Pier 1 development, project in question on the rightPier 1 development, project in question on the right, image from Brooklyn Bridge Park

Early in Bloomberg’s term as mayor, a deal was struck to give Brooklyn Heights a new park. Rather than fund it out of the general budget – which might have been seen as unfair to neighborhoods in the city without as much investment and wealth – the plan was to build housing on the edge of the park, which would then pay for the waterfront greensward (whose land the Port Authority was planning to sell to private developers anyway) without diverting funds from projects in other more deserving neighborhoods.

That logic has been forgotten by many, who decry the construction of housing on the edge of what has become Brooklyn Bridge Park. And now they are doing what they can to halt the projects, which luckily is not much, given de Blasio’s support for the plan.

Among other points, opponents have opined against the minuscule bump in the height and placement of mechanicals on the roof of the northern building (which recently topped out), designed by Marvel Architects. The southern building, on the other hand, will stand 55 feet tall, the result of a very minor 3.55-foot height increase.

But now, at the request of Brooklyn Bridge Park, the developer of the southern building on Pier 1 – a joint venture between Starwood Capital and Toll Brothers City Living – is looking to the city’s Department of Buildings to confirm that the height change is in compliance with the Brooklyn Heights Scenic View District, which limits the height of buildings between the Brooklyn Heights Promenade and the waterfront to protect the views of the Lower Manhattan skyline, Governors Island, the Statue of Liberty and the Brooklyn Bridge.

To that end, the DOB has issued a partial stop work order on the southern building (halting work on and above the second floor slab), which lies within the protected view plan, while the developer checks with the department to make sure the plans comply with the scenic view zoning.

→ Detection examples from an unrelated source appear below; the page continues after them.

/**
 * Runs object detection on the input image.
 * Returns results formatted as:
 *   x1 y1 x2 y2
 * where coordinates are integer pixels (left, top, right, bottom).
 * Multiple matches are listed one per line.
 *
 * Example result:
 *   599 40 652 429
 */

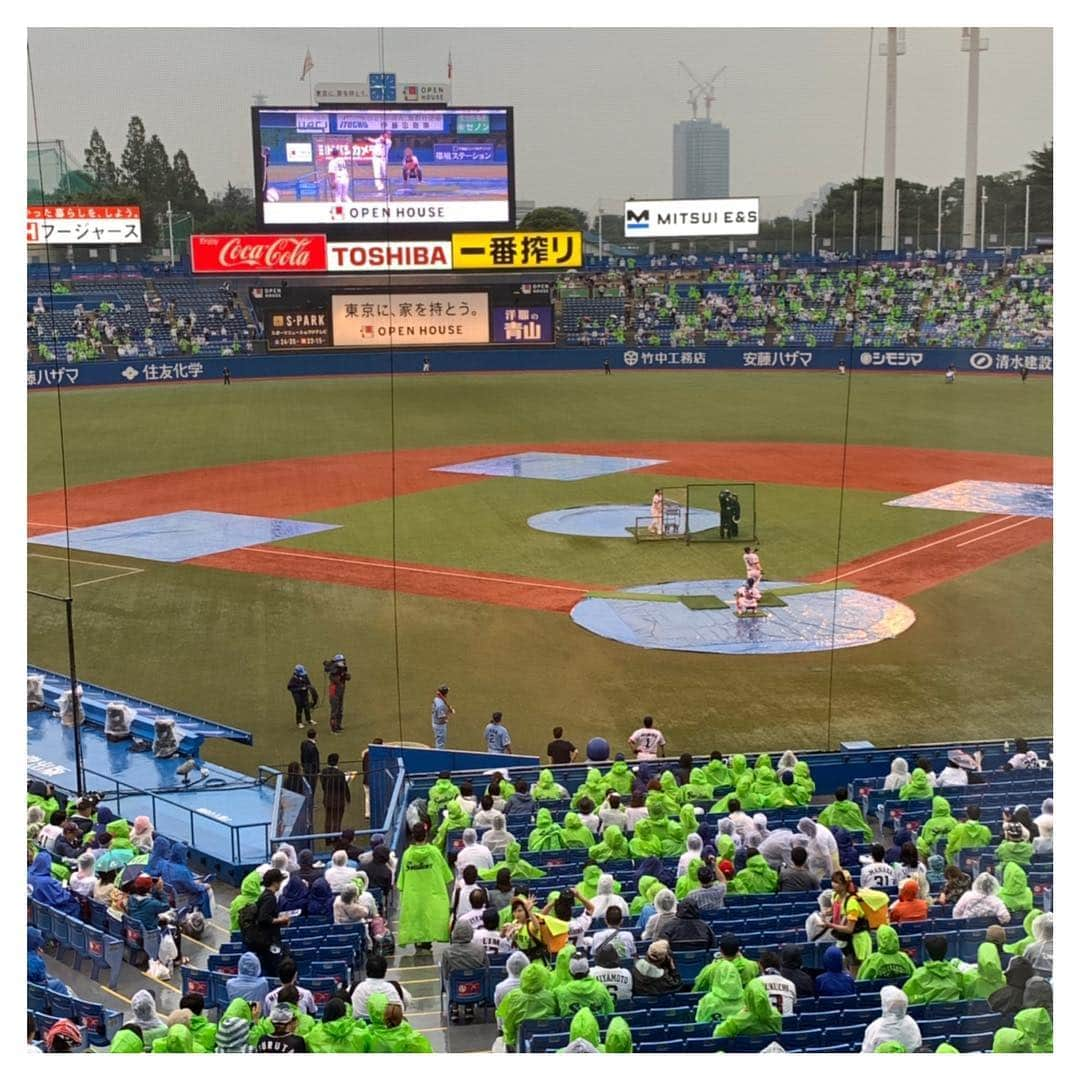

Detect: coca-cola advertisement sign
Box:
191 233 327 274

“Minor adjustments such as the alteration of bulkheads or parapets are among the type of alterations that may be necessary to bring the structure into full compliance,” according to a Brooklyn Bridge Park official.

“We take our responsibility to protect the Scenic View District very seriously,” Regina Myer, president of Brooklyn Bridge Park, told YIMBY, “and we will take aggressive action against any encroachment on the protected view plane.”

A DOB decision will hopefully be coming shortly, so that work can resume on bringing more apartments to this desperately supply-constrained city.